The final notice gives a useful insight into the FCA’s approach when considering an application for authorisation for credit-related regulated activities. For example, it lists the documents sought from the applicant (see paragraph 22) and the kind of information the FCA expects to see in policy and procedure documents (see paragraph 28).

Information Commissioner’s Office fines Hall and Hanley Limited £120,000 for instigating the sending of almost three and a half million spam direct marketing texts

On 3 May 2019, the UK Information Commissioner’s Office (the ICO) issued a monetary penalty notice (otherwise known as a fine) of £120,000 to Hall and Hanley Limited for sending unsolicited texts about potential payment protection insurance complaints to individuals.

The ICO decided Hall and Hanley Limited had breached Regulation 22 of the Privacy and Electronic Communications (EU Directive) Regulations 2003 (PECR) by instigating the sending over three and a half million unsolicited texts to individuals between January and June 2018. Whilst Hall and Hanley Limited did not send the text messages, the ICO was satisfied it was the instigator of those messages (and it did not have a valid consent to send them).

This is another example of the ICO using its powers under the PECR to issue significant monetary penalty notices to firms. For another example, see our earlier blog post.

FCA publishes its ‘Approach to Supervision’ and ‘Approach to Enforcement’

On 24 April 2019, the UK Financial Conduct Authority published its ‘Approach to Supervision’ and its ‘Approach to Enforcement’.

Both of these approach documents provide a helpful insight to firms on the FCA’s approach to both supervision and enforcement.

The FCA’s approach to enforcement gives the following insights:

– The “overriding principle in our approach to enforcement is a commitment to achieve fair and just outcomes in response to misconduct. Wrongdoers must be held to account and our rules and requirements must be obeyed”;

– “Not all breach’s of our rules or requirements constitute serious misconduct. Many breaches can be addressed and remedied elsewhere (and we expect them to be) without the need for enforcement action, especially where the error is technical or minor”;

– “Firms and individuals should not wait for an investigation to end before acting in a way they think is right”; and

– “We aim to make sure the sanction is sufficient to deter the firm or individual from re-offending and deter others from offending”.

The FCA’s approach to supervision also gives the following insights:

– “We expect firms and their employees to meet [our] standards and hold them to account when they fail to meet them”;

– The supervisory principles (a) are forward looking, (b) focus on strategy and business models, (c) focus on culture and governance, (d) focus on individual and firm accountability, (e) are proportionate and risk-based, (f) involve two-way communication, (g) are co-ordinated and (h) put right systemic harm that has happened and stop it happening again;

– Culture and business models are still key things the FCA considers important;

– The FCA continues to adopt a decision-making framework (see, for example, Chapter 4; there are some real nuggets of information here).
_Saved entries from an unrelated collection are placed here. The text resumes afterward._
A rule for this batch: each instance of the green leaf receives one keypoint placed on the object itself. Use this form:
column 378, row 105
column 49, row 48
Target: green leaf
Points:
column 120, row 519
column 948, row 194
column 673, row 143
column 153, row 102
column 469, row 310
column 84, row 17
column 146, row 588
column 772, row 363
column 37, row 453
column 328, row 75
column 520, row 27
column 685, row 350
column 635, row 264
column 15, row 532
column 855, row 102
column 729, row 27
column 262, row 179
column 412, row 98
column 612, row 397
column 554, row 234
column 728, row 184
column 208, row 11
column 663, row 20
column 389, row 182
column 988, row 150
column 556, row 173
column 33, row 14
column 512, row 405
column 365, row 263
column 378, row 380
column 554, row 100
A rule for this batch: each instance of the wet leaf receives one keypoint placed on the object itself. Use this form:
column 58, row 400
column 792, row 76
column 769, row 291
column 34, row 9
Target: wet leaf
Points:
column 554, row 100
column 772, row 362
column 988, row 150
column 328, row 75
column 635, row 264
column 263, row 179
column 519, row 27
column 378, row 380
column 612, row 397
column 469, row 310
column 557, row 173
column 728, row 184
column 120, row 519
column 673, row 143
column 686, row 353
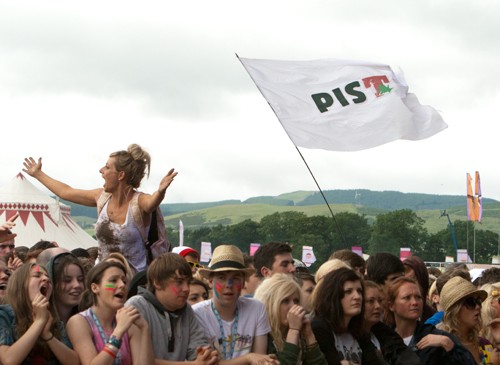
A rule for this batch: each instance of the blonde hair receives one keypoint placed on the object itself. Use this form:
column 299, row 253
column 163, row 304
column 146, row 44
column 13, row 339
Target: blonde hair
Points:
column 135, row 162
column 488, row 313
column 272, row 292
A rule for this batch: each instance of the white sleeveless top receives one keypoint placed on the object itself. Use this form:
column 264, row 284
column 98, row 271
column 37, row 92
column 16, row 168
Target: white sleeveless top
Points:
column 124, row 238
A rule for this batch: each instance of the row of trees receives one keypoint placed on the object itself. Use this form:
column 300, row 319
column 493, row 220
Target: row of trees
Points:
column 389, row 232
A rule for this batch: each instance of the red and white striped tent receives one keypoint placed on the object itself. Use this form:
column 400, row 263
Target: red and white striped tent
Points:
column 40, row 216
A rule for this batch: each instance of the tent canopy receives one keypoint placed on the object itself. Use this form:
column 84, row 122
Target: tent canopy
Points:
column 40, row 216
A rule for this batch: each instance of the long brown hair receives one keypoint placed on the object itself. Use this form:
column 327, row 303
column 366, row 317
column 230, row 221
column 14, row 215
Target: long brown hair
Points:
column 19, row 300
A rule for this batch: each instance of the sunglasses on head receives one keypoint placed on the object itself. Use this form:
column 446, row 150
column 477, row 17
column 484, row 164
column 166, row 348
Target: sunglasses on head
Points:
column 195, row 264
column 471, row 302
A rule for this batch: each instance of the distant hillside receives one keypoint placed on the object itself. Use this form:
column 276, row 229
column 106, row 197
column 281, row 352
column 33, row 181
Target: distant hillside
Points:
column 365, row 202
column 388, row 200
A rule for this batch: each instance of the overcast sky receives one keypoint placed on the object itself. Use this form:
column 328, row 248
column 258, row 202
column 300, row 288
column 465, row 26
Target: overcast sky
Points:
column 79, row 80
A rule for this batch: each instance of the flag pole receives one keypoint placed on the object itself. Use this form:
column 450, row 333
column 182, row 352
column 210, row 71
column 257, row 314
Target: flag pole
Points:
column 303, row 159
column 324, row 197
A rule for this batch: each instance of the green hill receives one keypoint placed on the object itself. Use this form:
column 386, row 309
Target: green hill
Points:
column 365, row 202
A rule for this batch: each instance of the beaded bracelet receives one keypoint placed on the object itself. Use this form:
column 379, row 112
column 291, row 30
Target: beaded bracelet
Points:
column 112, row 348
column 312, row 346
column 116, row 342
column 109, row 352
column 47, row 340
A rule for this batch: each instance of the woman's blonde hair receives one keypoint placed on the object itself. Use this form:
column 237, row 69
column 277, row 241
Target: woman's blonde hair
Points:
column 135, row 162
column 488, row 313
column 18, row 298
column 272, row 292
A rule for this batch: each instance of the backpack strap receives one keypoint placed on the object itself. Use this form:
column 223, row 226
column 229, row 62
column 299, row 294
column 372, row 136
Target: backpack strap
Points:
column 103, row 198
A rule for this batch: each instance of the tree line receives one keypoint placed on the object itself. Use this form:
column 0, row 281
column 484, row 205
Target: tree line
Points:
column 388, row 233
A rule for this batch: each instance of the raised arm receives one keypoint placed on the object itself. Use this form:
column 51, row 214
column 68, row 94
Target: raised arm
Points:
column 62, row 190
column 148, row 203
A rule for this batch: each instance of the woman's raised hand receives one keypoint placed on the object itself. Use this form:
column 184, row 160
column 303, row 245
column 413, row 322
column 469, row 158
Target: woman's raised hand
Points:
column 40, row 308
column 295, row 317
column 125, row 317
column 167, row 180
column 31, row 167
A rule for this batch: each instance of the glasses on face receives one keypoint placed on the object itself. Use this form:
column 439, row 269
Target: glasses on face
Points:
column 195, row 264
column 471, row 302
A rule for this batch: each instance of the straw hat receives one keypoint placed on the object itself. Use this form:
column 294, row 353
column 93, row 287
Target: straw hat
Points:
column 226, row 258
column 456, row 289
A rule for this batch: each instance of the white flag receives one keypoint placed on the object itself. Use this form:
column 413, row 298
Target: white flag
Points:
column 181, row 233
column 342, row 105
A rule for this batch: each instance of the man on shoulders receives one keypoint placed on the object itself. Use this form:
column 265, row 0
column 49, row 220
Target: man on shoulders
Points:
column 175, row 332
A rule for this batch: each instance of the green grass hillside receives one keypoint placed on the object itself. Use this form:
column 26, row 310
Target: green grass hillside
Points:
column 228, row 212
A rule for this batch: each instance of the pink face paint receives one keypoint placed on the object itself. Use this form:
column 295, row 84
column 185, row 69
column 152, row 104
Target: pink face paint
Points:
column 218, row 289
column 110, row 287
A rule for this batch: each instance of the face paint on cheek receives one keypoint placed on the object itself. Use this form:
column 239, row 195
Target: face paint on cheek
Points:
column 238, row 284
column 218, row 289
column 110, row 287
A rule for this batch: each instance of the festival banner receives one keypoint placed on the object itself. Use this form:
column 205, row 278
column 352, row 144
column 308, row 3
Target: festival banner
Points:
column 358, row 250
column 308, row 257
column 342, row 105
column 254, row 247
column 206, row 252
column 181, row 233
column 404, row 253
column 463, row 256
column 474, row 200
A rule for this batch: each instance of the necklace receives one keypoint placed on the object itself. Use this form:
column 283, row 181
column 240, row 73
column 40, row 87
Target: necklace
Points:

Information Commissioner’s Office fines Grove Pension Solutions Limited £40,000 for instigating the sending of almost two million spam direct marketing emails

On 26 March 2019, the Information Commissioner’s Office (the ICO) published a press release confirming it had fined Grove Pension Solutions Limited £40,000 for breaching the Privacy and Electronic Communications Regulations 2003 (PECR) by being responsible for almost two million spam direct marketing emails.

The ICO decided Grove Pensions Solutions Limited had instructed a marketing agent to use third party email providers to carry out hosted marketing campaigns that advertised the company’s services.

Grove Pensions Solutions Limited has sought advice from a data protection consultancy and legal advice on its planned activity. But the ICO decided Grove Pensions Solutions Limited received “misleading advice”. For more information, please see the Monetary Penalty Notice.

This penalty notice shows two things: (a) the ICO’s continued enforcement action for breaches of PECR and (b) the importance of good advice.